May be malware related or even as simple as having the wrong date and time in the bios.


----------



## manojsharma1803 (Feb 5, 2014)

macropod said:


> If your old PC came with Office 2003 pre-installed, you cannot transfer that to the new PC; the licence is only valid for the old PC. In any event, Office 2003 is not compatible with Windows 8 or 8.1.


Dear Paul
I think we have lost some link
I am not at all interested in transferring 'office 2003' from windows XP professional to windows 8, the new PC....

refer my problem with office 2003 in windows XP prof
'Microsoft office professional edition 2003 is unable to repair/ reinstall my 'Office 2003' as 'office engine' is not traceable and it is asking for CD, to insert there in, which is not with me and now 
I am asking for technical help to resolve this issue where in 'Microsoft Office Professional Edition 2003' is lying occupied with 384MB disc space for all this.

Please help me to get office 2003 repaired with the help of repair / reinstall option of 'Microsoft Office Professional Edition 2003' to make the 384MB disc space usable or suggest accordingly.

thanks and regards
manoj
:smile:


----------



## Wrench97 (May 10, 2008)

You need a office 2003 CD see if a friend has one you can borrow.


----------



## macropod (Apr 11, 2008)

manojsharma1803 said:


> my problem with office 2003 in windows XP prof
> 'Microsoft office professional edition 2003 is unable to repair/ reinstall my 'Office 2003' as 'office engine' is not traceable and it is asking for CD, to insert there in, which is not with me and now


But you haven't answered my question: How did you acquire Office 2003? Did it come pre-installed, did you buy a CD or a download with a product key you purchased, did you get it from your employer or from a friend?

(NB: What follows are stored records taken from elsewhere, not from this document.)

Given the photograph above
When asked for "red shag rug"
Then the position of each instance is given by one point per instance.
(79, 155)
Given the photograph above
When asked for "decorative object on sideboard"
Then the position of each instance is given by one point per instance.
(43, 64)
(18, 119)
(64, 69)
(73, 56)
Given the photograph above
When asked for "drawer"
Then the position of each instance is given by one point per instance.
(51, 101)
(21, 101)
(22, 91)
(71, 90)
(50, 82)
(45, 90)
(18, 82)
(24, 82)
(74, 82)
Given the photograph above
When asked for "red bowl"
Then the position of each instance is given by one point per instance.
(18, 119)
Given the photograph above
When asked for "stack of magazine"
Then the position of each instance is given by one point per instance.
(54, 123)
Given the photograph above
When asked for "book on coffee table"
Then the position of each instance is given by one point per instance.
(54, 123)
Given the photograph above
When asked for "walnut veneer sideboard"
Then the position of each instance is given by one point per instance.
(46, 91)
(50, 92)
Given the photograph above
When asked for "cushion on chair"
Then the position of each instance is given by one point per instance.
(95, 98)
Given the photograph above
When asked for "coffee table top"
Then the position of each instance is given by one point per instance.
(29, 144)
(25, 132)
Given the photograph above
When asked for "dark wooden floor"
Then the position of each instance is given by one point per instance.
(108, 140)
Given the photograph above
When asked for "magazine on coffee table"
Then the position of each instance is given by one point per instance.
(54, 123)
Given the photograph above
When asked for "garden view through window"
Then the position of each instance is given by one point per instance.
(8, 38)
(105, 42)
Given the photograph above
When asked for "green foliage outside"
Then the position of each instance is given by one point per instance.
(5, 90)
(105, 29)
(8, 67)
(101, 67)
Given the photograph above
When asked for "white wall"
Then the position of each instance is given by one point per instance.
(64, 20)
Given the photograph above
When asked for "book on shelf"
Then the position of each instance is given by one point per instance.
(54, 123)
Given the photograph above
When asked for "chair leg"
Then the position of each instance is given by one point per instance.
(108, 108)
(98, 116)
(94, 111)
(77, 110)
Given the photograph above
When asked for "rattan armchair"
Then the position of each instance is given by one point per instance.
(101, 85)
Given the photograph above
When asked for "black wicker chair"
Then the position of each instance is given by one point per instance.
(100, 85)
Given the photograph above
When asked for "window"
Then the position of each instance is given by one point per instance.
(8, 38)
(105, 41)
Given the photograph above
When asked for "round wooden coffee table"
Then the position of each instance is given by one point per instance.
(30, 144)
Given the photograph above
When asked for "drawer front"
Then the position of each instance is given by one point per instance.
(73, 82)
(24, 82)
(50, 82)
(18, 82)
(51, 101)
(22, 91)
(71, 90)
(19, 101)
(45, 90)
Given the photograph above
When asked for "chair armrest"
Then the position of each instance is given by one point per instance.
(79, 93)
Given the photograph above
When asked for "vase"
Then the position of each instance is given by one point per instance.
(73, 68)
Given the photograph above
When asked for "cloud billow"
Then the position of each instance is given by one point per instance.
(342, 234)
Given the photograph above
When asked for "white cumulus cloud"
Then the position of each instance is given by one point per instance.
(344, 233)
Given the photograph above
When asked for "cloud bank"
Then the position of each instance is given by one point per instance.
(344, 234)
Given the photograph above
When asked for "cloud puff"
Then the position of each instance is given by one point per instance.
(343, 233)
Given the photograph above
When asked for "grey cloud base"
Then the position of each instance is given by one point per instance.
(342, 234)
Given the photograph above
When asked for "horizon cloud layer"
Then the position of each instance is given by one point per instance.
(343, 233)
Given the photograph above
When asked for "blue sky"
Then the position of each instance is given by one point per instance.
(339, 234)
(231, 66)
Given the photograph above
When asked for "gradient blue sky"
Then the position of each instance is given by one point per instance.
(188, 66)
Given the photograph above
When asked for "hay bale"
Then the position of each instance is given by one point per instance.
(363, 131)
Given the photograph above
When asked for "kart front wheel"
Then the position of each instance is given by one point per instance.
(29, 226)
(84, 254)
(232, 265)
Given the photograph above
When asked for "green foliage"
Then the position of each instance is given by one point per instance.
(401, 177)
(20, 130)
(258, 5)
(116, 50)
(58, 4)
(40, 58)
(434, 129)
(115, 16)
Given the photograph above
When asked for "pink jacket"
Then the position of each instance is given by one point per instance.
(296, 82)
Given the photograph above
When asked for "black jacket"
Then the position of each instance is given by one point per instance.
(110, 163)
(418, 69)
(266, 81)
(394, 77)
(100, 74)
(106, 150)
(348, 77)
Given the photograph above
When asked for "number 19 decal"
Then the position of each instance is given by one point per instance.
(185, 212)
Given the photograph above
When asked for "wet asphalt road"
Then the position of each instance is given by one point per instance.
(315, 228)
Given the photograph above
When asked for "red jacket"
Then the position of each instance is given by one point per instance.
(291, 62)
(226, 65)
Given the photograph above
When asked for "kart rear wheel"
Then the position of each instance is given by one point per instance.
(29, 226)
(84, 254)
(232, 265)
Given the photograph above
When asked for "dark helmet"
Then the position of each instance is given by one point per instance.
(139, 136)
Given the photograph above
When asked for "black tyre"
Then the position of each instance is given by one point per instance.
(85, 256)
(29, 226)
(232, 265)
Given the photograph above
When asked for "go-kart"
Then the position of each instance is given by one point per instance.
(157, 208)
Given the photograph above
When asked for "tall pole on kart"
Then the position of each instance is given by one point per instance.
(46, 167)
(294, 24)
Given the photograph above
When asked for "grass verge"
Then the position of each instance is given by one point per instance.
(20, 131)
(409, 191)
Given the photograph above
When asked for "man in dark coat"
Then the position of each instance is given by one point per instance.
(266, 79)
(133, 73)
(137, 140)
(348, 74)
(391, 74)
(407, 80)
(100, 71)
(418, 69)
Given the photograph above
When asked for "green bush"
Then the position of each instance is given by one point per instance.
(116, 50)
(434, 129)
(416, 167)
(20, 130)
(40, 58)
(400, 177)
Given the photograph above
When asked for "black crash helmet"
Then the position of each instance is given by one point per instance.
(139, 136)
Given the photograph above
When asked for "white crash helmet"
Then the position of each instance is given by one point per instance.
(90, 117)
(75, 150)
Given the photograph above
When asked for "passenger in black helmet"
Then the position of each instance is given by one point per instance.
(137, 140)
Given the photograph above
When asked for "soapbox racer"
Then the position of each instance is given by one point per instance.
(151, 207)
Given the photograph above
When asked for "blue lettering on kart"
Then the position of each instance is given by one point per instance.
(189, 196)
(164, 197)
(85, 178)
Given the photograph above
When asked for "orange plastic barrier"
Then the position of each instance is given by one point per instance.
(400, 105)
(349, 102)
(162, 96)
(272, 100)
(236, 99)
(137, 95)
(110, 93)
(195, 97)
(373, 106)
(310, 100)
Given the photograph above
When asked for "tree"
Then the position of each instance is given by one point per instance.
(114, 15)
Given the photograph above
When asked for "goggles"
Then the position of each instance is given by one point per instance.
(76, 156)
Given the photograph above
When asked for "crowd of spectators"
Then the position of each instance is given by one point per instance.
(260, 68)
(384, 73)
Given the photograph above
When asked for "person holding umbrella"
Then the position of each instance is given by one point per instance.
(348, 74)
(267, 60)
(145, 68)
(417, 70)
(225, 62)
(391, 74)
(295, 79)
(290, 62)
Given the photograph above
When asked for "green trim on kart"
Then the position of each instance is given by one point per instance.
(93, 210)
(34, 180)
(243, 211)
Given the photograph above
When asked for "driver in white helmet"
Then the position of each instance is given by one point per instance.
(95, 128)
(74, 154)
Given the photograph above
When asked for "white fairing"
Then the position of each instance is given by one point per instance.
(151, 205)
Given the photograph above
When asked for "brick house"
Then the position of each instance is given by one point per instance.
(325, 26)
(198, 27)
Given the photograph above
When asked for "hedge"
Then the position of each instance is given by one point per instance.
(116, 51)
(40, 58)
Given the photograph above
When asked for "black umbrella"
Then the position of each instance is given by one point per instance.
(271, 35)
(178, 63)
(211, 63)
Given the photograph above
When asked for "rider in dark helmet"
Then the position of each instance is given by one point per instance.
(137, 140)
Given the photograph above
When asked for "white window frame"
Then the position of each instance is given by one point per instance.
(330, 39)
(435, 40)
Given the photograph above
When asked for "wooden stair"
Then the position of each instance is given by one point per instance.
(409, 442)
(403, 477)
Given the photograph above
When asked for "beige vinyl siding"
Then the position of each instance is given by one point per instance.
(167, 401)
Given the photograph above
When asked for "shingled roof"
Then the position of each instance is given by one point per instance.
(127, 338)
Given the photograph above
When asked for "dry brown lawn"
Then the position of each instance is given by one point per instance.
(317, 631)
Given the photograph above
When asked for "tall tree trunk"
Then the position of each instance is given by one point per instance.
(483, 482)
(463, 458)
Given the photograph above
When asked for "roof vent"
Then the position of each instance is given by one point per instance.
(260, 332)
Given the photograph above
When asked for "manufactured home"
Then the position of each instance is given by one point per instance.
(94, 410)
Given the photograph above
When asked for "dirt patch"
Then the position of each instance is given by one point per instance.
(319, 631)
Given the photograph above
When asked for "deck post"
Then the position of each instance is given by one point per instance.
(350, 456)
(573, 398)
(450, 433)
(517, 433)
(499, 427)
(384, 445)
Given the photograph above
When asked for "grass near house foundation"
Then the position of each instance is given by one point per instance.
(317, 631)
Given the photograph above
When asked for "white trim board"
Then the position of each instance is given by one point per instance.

How?


----------



## manojsharma1803 (Feb 5, 2014)

Dear Paul
actually you have missed my post at s. no.#5 
it was pre-installed and the product key is available in the system....

technically we are not able to get / provide 'office source engine' & that the *repair / reinstall option* of the 'Microsoft Office Professional Edition 2003' can not be utilized to repair / reinstall Office 2003 on the Windows XP Pro and the 384MB space, occupied by it, is useless and can be deleted...

if a person *has* CD then what is the fun of providing that repair /reinstall option therein..

thanks for your valuable inputs
regards

***EVERY MOMENT IS FRESH & UNIQUE IN THIS WORLD***


----------



## macropod (Apr 11, 2008)

If it was pre-installed, the installation files should be on either the recovery partition the PC came with or on the separate recovery media supplied with it. There is no need to look further afield.


----------



## manojsharma1803 (Feb 5, 2014)

thanks dear Paul
I got the solution that no solution is there for this problem

thanks once again for your valuable inputs
regards
at last I learnt
cheers
cu
thanks


----------



## macropod (Apr 11, 2008)

manojsharma1803 said:


> I got the solution that no solution is there for this problem


Huh?


----------